A huge factor in why so few incumbent legislators ever lose an election is how legislative district boundary lines are drawn every ten years. The process of redistricting after every census is controlled by legislators who make sure that districts are solidly Democratic or Republican in enrollment. The New York Public Interest Research Group (NYPIRG) in 2006 did a study of legislative districts and found that only 25 of the 212 legislative districts (11 percent) have close enrollments. The populations of the other 187 districts favor one party or another by a wide margin. The average Senate district has an enrollment advantage of 51,830 enrollees. The average Assembly district as an enrollment advantage of 23,233 enrollees. Overcoming such an advantage in party votes is virtually impossible, which is why so few legislators ever lose an election.
In 2008 more than half of the 212 legislators in the Senate and Assembly won with more than 80 percent of the vote, fifty-seven ran unopposed, according to the NYPIRG. The average senator has served for nearly seven two-year terms. A study of 2002 legislative elections by the National Conference of State Legislatures, found that only two states had senates with a lower turnover rate than New York.

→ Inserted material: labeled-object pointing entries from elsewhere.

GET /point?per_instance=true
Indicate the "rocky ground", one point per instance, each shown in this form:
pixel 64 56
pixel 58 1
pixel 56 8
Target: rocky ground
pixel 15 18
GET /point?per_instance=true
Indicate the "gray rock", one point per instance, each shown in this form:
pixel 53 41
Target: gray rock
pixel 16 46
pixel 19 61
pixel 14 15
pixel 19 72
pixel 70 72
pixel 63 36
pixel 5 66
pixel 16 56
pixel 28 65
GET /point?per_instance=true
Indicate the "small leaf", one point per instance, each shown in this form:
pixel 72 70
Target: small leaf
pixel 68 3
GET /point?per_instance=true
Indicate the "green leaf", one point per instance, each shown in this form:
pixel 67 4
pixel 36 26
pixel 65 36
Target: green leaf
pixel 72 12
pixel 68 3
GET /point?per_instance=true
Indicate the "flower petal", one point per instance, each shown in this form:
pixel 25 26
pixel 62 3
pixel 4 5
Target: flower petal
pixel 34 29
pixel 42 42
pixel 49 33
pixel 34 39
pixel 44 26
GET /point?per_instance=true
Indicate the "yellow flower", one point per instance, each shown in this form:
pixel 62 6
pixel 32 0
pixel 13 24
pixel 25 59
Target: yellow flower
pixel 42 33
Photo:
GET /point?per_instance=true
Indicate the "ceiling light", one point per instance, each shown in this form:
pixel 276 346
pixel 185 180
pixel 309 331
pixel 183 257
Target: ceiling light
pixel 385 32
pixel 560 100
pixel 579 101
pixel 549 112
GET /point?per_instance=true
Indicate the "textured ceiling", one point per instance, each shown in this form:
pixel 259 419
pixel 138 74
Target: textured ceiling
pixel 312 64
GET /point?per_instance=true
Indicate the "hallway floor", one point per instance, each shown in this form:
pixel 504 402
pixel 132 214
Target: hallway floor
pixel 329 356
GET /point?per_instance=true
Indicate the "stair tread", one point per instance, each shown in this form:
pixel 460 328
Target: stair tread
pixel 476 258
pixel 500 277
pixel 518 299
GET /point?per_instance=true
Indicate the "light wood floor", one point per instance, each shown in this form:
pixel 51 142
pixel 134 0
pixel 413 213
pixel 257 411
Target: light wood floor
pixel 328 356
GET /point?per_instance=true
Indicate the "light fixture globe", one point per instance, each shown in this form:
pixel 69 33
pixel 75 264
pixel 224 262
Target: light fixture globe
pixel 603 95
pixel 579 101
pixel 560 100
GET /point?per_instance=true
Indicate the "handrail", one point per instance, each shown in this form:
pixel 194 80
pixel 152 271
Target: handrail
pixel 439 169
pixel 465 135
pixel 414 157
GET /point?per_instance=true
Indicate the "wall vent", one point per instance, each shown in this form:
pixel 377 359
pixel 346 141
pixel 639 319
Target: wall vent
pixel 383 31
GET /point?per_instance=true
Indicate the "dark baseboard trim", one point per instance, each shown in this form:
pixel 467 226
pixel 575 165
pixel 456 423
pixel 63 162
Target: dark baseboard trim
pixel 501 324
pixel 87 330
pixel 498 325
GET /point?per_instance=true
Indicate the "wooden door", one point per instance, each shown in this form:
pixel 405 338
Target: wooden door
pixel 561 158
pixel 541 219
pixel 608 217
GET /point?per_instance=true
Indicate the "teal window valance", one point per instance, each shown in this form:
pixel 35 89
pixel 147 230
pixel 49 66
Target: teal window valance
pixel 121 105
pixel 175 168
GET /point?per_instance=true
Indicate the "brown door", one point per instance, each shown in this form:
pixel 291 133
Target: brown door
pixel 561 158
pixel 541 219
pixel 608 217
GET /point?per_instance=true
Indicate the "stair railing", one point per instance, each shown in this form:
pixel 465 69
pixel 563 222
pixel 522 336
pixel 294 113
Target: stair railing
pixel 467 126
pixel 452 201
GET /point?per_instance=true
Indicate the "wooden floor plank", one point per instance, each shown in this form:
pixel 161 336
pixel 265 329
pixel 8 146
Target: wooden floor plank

Only three statehouses had lower turnover rates than the New York Assembly.
In November of 2008, California voters approved Proposition 11, which took the power away from elected officials to draw state legislative district lines and turned it over to citizens. Districts set by citizens will take effect after the 2010 U.S. Census. In an amazingly open process California is seeking applicants to serve on an independent citizens redistricting commission through the We Draw the Lines web site.
The requirements for prospective commission members are: they must be registered voters, affiliated with a single party for five years prior to their application, have voted in recent elections, and are free from conflicts as prescribed in Prop 11, such as to not be registered lobbyists, elected officials, or have contributed more than $2,000 to a political candidate in recent years.

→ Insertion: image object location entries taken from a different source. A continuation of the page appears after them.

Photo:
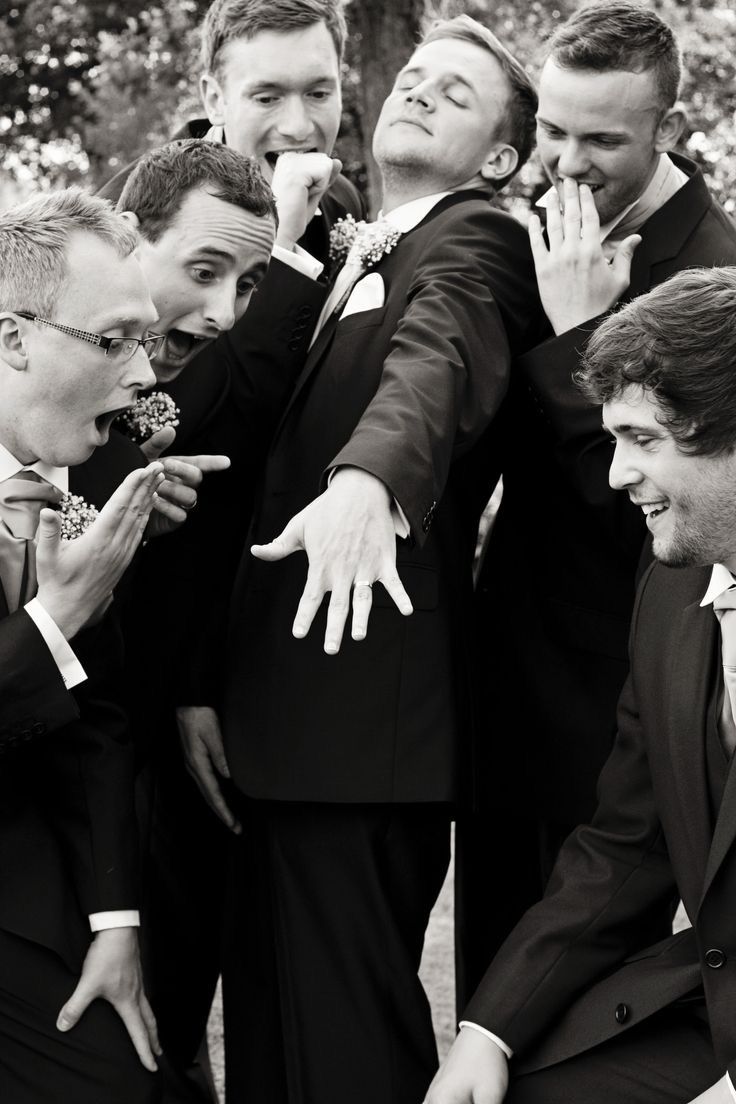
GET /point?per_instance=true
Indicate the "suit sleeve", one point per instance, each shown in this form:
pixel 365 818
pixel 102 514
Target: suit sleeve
pixel 605 901
pixel 447 370
pixel 33 696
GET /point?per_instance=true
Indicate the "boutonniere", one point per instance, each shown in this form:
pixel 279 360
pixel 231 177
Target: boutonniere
pixel 76 516
pixel 151 413
pixel 364 242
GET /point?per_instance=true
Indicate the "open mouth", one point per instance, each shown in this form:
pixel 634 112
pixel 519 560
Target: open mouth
pixel 180 345
pixel 273 155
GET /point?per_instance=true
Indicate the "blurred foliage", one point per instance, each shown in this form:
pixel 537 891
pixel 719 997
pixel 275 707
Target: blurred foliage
pixel 85 85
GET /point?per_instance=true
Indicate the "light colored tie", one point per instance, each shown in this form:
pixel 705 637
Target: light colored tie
pixel 22 497
pixel 725 611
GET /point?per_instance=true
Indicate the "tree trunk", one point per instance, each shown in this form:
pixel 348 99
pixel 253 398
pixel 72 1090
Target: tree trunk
pixel 386 32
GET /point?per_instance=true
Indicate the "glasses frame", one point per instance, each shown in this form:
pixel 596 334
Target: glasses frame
pixel 150 345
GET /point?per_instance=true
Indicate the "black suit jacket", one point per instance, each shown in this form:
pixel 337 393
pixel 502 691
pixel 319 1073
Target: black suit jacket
pixel 557 585
pixel 554 987
pixel 404 392
pixel 67 844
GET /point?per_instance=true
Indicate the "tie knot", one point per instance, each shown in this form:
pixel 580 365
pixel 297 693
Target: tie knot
pixel 22 497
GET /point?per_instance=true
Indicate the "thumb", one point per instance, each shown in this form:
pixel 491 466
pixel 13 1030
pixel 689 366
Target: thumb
pixel 75 1007
pixel 621 263
pixel 158 443
pixel 287 542
pixel 50 531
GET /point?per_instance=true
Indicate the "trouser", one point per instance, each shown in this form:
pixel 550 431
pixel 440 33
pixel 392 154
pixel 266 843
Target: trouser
pixel 328 912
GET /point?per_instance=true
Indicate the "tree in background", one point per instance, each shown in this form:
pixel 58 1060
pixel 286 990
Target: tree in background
pixel 85 87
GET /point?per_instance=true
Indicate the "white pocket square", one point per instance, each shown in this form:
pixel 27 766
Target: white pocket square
pixel 368 295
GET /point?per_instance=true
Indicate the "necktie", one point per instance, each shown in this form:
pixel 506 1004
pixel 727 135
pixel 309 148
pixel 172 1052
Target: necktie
pixel 22 497
pixel 725 611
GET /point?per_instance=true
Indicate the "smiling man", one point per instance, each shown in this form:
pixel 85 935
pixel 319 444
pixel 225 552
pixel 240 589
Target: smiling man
pixel 588 1006
pixel 635 212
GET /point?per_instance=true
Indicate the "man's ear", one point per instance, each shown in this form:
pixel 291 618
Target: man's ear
pixel 501 162
pixel 670 128
pixel 12 342
pixel 213 99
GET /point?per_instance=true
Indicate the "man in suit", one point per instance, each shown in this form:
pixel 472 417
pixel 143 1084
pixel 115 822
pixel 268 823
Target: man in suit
pixel 74 350
pixel 588 1007
pixel 555 638
pixel 350 754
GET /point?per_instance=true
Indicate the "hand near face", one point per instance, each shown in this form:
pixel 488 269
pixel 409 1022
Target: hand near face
pixel 177 495
pixel 112 972
pixel 476 1071
pixel 576 282
pixel 299 183
pixel 349 537
pixel 76 579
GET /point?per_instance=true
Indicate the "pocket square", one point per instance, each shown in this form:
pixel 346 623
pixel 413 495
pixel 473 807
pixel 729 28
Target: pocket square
pixel 368 295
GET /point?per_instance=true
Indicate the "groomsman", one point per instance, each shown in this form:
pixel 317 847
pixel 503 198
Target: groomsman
pixel 74 347
pixel 588 1007
pixel 349 751
pixel 557 585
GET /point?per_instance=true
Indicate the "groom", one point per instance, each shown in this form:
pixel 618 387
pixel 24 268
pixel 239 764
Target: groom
pixel 348 752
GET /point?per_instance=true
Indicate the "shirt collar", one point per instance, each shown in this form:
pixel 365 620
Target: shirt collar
pixel 667 180
pixel 721 580
pixel 10 467
pixel 408 215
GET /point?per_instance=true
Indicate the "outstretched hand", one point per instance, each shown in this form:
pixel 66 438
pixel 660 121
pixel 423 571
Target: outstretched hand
pixel 576 282
pixel 76 577
pixel 349 537
pixel 112 972
pixel 476 1071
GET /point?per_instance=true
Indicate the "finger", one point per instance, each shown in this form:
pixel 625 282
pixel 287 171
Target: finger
pixel 151 1026
pixel 182 471
pixel 362 604
pixel 130 1015
pixel 540 251
pixel 396 592
pixel 288 541
pixel 75 1007
pixel 204 462
pixel 572 213
pixel 590 222
pixel 337 615
pixel 200 767
pixel 309 603
pixel 624 256
pixel 158 443
pixel 555 234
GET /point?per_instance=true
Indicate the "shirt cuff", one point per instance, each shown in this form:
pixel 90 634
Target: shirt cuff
pixel 489 1035
pixel 70 668
pixel 298 258
pixel 121 917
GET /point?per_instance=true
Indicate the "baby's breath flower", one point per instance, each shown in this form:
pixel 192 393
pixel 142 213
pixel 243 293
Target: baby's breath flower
pixel 151 413
pixel 76 516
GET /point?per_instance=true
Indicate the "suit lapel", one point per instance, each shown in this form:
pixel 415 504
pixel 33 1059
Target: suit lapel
pixel 689 699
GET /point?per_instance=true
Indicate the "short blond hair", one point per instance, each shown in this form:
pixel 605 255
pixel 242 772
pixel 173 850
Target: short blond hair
pixel 34 237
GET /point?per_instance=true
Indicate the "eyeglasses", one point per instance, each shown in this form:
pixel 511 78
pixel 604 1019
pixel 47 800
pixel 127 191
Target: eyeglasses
pixel 119 349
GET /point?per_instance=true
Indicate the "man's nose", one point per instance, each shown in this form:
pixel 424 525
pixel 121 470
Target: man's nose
pixel 624 473
pixel 573 159
pixel 294 120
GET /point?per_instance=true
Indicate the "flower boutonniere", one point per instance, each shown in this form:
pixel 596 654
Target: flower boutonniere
pixel 363 242
pixel 151 413
pixel 76 516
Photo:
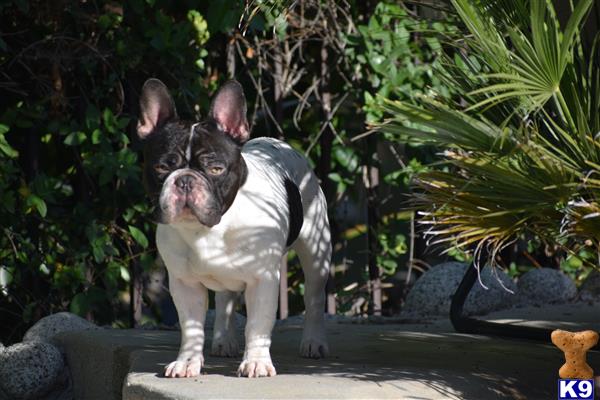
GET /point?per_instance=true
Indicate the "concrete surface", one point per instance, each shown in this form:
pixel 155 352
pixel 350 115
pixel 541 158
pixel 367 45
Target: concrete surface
pixel 374 361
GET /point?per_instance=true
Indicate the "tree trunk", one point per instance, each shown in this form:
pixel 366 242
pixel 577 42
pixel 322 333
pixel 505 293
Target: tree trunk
pixel 371 180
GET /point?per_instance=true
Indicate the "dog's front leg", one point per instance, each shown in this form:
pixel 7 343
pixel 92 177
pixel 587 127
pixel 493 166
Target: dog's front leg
pixel 191 301
pixel 261 306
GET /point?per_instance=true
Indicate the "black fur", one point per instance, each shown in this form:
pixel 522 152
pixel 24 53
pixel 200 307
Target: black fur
pixel 294 201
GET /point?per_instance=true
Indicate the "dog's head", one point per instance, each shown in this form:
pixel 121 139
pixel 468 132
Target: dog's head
pixel 193 170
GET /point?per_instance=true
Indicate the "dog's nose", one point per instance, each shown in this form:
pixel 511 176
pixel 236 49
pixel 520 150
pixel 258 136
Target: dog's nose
pixel 185 183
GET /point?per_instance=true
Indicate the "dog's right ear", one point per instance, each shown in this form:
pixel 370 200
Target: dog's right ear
pixel 156 107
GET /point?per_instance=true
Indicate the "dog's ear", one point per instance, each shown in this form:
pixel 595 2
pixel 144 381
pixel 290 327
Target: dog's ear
pixel 228 109
pixel 156 107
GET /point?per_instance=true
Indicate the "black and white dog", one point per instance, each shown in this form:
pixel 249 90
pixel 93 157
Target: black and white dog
pixel 228 209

31,000 people have taken the time to submit an initial application to be considered as a commission member. About 4,700 applications tentatively have been rejected for failing to meet conflict-of-interest or other basic standards, such as voting in at least two of the past three statewide general elections. On the We Draw the Lines web site, you can view the names of the people who are in the applicant pool and you can even comment on applicants.
The 14 member commission will be made up of 5 Democrats, 5 Republicans and 4 people who are not affiliated as Democrats or Republicans. The details of how the selection of redistricting commissioners occurs can be viewed on the WDTL site.
One of the biggest hurdles to removing incumbent legislators who are bought and paid for by special interests is the fact that most elections are not competitive due to the partisan way district lines are created. I like the approach being utilized in California and it will be interesting to see the end results.
What do you think about how California is redistricting state legislative districts and would you support such an effort in New York State?